SIEGEL: And they did.
For more on the life of Sir Edmund Hillary, we've called David Breashears, a fellow climber and a friend of Hillary's.
Tell us, what made him tick? He was a remarkable man.
DAVID BREASHEARS: You know, climbing Everest was what got him all the initial fame and kudos and praise. Of course, he stood there alongside of Tenzing Norgay on May 29th 1953. But his true legacy and what he should be remembered for is his generosity and his tireless, endless work towards uplifting and improving the lives of the Sherpas who he came to know, by not only watching through their villages on the way to Everest in 1953, but of course, climbing alongside a Sherpa, Tenzing Norgay.
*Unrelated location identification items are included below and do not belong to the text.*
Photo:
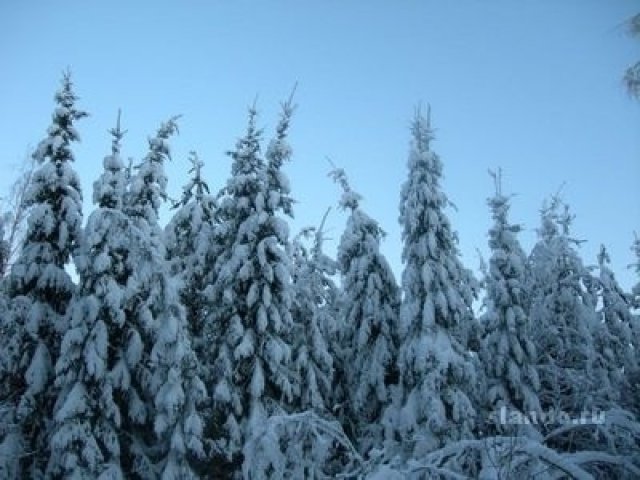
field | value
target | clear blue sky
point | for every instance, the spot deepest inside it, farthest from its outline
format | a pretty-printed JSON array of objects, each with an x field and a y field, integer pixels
[{"x": 531, "y": 86}]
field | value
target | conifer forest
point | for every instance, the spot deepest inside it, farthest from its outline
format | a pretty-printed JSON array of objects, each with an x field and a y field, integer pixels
[{"x": 222, "y": 345}]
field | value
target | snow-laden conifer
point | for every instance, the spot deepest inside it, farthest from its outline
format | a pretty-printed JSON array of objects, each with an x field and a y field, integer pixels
[
  {"x": 188, "y": 241},
  {"x": 562, "y": 316},
  {"x": 86, "y": 434},
  {"x": 314, "y": 316},
  {"x": 39, "y": 286},
  {"x": 249, "y": 327},
  {"x": 4, "y": 248},
  {"x": 369, "y": 308},
  {"x": 158, "y": 350},
  {"x": 614, "y": 343},
  {"x": 433, "y": 406},
  {"x": 508, "y": 353}
]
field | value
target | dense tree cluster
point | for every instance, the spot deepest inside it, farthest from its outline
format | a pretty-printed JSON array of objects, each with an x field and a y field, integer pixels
[{"x": 220, "y": 346}]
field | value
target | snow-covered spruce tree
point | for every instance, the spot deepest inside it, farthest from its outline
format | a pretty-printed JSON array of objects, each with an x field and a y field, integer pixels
[
  {"x": 562, "y": 316},
  {"x": 4, "y": 249},
  {"x": 85, "y": 441},
  {"x": 159, "y": 358},
  {"x": 314, "y": 317},
  {"x": 630, "y": 395},
  {"x": 615, "y": 343},
  {"x": 249, "y": 326},
  {"x": 508, "y": 354},
  {"x": 369, "y": 308},
  {"x": 635, "y": 291},
  {"x": 433, "y": 405},
  {"x": 188, "y": 240},
  {"x": 39, "y": 286}
]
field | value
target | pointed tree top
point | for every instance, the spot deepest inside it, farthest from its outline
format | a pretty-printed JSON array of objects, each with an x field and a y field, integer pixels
[
  {"x": 350, "y": 199},
  {"x": 117, "y": 133},
  {"x": 421, "y": 128},
  {"x": 603, "y": 256}
]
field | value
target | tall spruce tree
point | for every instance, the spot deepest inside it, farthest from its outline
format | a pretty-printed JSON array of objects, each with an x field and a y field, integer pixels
[
  {"x": 158, "y": 354},
  {"x": 86, "y": 437},
  {"x": 314, "y": 316},
  {"x": 40, "y": 287},
  {"x": 435, "y": 369},
  {"x": 508, "y": 353},
  {"x": 369, "y": 308},
  {"x": 616, "y": 344},
  {"x": 188, "y": 240},
  {"x": 562, "y": 315},
  {"x": 249, "y": 326}
]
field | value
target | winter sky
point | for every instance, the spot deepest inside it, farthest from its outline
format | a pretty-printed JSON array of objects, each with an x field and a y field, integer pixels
[{"x": 531, "y": 86}]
SIEGEL: And that was the cause that occupied him for much of the last 50 years of his life?
BREASHEARS: Yeah, really, yeah. He founded the Himalayan Trust in the early 1960s, that's eight or nine years after climbing Everest. And he was there with his hammer in his hand, the humble beekeeper from New Zealand, building schools where there were no schools in the Sherpa villages, 20 miles, 15 miles from Everest; bridges over rivers, air strips, the list goes on and on, reforestation projects. It was his life and he lived a great life. And he's just such a gift to all of us who knew him.
SIEGEL: When you think back on his climb of Everest back in 1953 and compare it with people do nowadays in terms of technical assistance he had in the climb, is it all comparable or was it a totally different era for climbing?
BREASHEARS: Well, it was completely different. I know the route he's climbed. I've climbed it five times myself, the southern route up Everest, up the southeast ridge, and today, well, when I climbed it, there was no fear of the unknown. We knew what was around the corner. We knew somebody else had been there. But when you stand on the south summit at 28,750 feet, and you look across at this knife-edge ridge with an 8,000 foot drop on one side and a 7,000 drop on the other, and it's soaring up into the heavens and there's a rock step barring the way to top. To think that they - he and Tenzing had the courage to set out and finish the ascent, it's just something I can't imagine.
And we called that rock step, the bars the way to the summit, the Hillary Step, and he was the first to climb it. They had heavier oxygen equipment. They had different oxygen apparatus but what they weren't lacking in was skill, determination, experience and an absolute passion for what they were doing.
SIGEL: Well, David Breashears, thank you very much for talking with us.
BREASHEARS: It's a pleasure, Robert, to speak to you even though it's a bit of a sad day for me.
SIEGEL: David Breashears who's a climber, filmmaker and friend of Sir Edmund Hillary who died today at the age of 88.